Speaker
Description
Classical approaches to matrix function theory — i.e., extending scalar functions to matrices — are largely organized around two frameworks: entrywise calculus via the Schur (Hadamard) product, and functional calculus via the spectral theorem. In this talk, I present a third, fundamentally different framework based on matrix convolution, in which convolution itself is viewed as a matrix multiplication and gives rise to a new class of matrix transforms.
This perspective leads to a systematic theory of convolution-based transforms and their positivity preserving properties. I will describe convolutional analogues of the classical results of Pólya–Szegő, Schoenberg, Rudin, Loewner, and Horn, including a Schoenberg-type classification theorem showing that absolute monotonicity is again the correct notion for positivity preservers across all dimensions, together with refined results in fixed matrix dimensions.
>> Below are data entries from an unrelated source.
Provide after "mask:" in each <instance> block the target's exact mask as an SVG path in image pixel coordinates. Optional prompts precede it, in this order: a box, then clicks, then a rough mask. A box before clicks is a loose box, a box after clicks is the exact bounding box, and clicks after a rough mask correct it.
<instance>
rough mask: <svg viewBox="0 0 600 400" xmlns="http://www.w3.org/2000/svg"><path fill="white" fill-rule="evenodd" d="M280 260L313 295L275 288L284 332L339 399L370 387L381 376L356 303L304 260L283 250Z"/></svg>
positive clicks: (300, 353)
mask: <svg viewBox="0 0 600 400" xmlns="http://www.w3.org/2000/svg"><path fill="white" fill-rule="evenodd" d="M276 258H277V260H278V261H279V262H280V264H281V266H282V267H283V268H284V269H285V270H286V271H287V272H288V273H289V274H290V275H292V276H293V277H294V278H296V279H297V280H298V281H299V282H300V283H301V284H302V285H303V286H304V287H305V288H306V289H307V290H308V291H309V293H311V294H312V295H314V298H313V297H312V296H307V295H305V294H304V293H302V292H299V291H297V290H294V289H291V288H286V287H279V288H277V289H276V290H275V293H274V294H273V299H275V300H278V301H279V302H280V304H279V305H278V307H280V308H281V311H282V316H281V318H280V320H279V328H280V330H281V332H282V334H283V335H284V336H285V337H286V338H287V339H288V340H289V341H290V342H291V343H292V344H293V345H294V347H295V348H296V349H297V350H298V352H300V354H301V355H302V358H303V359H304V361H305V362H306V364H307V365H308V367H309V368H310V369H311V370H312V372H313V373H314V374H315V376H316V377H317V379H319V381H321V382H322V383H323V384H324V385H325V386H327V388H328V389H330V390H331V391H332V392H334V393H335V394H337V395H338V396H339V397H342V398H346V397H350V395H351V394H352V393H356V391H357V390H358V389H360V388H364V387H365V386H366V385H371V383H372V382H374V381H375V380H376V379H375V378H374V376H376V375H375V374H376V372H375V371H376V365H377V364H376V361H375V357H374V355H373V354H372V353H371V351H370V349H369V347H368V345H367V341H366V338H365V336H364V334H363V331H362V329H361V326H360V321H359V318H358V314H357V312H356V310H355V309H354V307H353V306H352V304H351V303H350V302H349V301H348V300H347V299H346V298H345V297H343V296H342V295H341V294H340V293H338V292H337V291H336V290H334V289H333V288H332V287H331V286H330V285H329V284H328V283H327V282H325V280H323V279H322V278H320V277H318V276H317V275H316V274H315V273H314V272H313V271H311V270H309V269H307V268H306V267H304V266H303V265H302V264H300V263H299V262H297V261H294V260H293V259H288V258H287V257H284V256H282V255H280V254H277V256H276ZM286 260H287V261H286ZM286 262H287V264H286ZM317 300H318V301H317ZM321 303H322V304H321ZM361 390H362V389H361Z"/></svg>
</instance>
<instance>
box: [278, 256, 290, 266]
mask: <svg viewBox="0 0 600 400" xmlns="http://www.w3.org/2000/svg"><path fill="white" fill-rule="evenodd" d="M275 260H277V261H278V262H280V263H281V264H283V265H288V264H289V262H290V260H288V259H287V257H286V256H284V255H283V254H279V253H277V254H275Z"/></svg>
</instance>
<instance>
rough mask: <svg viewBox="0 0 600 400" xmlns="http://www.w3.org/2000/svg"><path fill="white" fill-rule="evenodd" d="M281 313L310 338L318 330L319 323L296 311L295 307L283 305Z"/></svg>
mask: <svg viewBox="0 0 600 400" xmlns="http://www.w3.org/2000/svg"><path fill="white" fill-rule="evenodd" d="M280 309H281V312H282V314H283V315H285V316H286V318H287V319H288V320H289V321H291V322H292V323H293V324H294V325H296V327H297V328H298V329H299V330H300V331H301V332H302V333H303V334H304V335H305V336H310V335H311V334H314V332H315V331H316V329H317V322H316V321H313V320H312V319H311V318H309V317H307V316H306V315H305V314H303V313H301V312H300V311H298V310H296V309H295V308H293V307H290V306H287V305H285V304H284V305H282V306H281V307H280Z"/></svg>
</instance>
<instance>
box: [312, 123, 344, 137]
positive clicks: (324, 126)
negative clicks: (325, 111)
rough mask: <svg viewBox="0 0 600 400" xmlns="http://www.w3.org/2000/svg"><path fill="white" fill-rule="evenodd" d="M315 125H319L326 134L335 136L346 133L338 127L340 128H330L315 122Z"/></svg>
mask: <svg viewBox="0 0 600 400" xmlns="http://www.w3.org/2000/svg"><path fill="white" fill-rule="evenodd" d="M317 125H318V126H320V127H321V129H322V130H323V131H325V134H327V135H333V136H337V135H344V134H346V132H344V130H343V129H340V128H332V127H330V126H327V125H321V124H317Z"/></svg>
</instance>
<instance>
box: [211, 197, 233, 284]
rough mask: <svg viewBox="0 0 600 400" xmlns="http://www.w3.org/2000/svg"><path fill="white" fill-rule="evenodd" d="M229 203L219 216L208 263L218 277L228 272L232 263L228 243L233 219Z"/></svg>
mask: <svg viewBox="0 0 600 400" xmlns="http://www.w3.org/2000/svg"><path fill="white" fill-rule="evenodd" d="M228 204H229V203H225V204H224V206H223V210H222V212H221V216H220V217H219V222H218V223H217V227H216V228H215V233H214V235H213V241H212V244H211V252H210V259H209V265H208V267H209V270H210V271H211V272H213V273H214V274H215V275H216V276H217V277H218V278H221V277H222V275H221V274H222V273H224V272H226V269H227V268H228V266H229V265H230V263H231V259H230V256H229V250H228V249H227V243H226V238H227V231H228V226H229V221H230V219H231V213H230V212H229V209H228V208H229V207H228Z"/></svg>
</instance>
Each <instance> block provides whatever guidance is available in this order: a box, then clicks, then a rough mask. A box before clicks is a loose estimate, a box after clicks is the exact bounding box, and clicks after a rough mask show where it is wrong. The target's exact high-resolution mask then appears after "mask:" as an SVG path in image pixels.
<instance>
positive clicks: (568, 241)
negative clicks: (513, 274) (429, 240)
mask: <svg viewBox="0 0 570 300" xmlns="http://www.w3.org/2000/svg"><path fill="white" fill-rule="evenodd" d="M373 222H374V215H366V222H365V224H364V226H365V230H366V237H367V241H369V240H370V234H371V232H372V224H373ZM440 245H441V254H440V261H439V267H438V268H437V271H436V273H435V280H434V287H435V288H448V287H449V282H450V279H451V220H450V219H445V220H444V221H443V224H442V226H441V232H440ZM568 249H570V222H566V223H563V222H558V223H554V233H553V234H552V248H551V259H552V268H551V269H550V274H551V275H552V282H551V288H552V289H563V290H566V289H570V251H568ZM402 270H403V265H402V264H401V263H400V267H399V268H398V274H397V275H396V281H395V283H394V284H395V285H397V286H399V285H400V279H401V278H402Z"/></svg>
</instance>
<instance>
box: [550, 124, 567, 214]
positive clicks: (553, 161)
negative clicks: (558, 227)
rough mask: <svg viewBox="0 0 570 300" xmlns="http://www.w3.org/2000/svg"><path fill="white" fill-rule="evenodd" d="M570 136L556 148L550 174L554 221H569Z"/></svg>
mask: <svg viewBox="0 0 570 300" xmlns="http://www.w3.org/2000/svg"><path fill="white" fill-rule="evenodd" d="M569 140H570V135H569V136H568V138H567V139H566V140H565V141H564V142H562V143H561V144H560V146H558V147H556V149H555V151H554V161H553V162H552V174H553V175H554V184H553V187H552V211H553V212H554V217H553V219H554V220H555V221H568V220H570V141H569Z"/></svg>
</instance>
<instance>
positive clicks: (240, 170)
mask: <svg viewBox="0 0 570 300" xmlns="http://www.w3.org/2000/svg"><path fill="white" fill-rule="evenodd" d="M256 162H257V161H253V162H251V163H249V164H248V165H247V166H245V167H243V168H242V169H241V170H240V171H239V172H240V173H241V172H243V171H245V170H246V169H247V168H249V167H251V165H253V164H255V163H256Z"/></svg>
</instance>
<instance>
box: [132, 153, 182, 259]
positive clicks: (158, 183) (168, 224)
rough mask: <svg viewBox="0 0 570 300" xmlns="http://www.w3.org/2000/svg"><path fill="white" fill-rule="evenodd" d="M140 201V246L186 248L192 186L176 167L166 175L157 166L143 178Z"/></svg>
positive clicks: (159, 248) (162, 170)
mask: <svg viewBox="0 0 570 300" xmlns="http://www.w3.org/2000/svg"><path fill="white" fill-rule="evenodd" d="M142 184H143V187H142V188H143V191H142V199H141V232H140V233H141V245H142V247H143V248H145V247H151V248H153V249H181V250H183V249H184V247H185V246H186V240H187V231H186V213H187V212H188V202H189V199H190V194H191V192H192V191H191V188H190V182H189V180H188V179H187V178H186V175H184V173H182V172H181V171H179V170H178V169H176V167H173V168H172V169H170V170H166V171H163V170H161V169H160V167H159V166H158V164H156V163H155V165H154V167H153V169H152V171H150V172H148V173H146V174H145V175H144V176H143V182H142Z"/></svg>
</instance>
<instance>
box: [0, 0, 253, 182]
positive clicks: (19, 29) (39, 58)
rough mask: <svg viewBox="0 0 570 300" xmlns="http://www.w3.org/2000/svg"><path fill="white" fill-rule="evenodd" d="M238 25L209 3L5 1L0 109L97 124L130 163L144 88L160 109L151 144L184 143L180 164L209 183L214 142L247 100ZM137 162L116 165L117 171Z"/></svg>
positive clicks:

Beyond positivity, I will highlight two structural features that distinguish convolution from both standard and entrywise products: a Cayley–Hamilton-type theorem for convolution with optimal degree, and a novel polynomial–matrix identity underlying the associated transforms. If time permits, I will also briefly describe an unexpected connection with the Bruhat order on the symmetric group, and an application to sums of discrete random variables, illustrating new links between matrix analysis, algebraic combinatorics, and probability.
(Based on joint work with Javad Mashreghi and Mostafa Nasri.)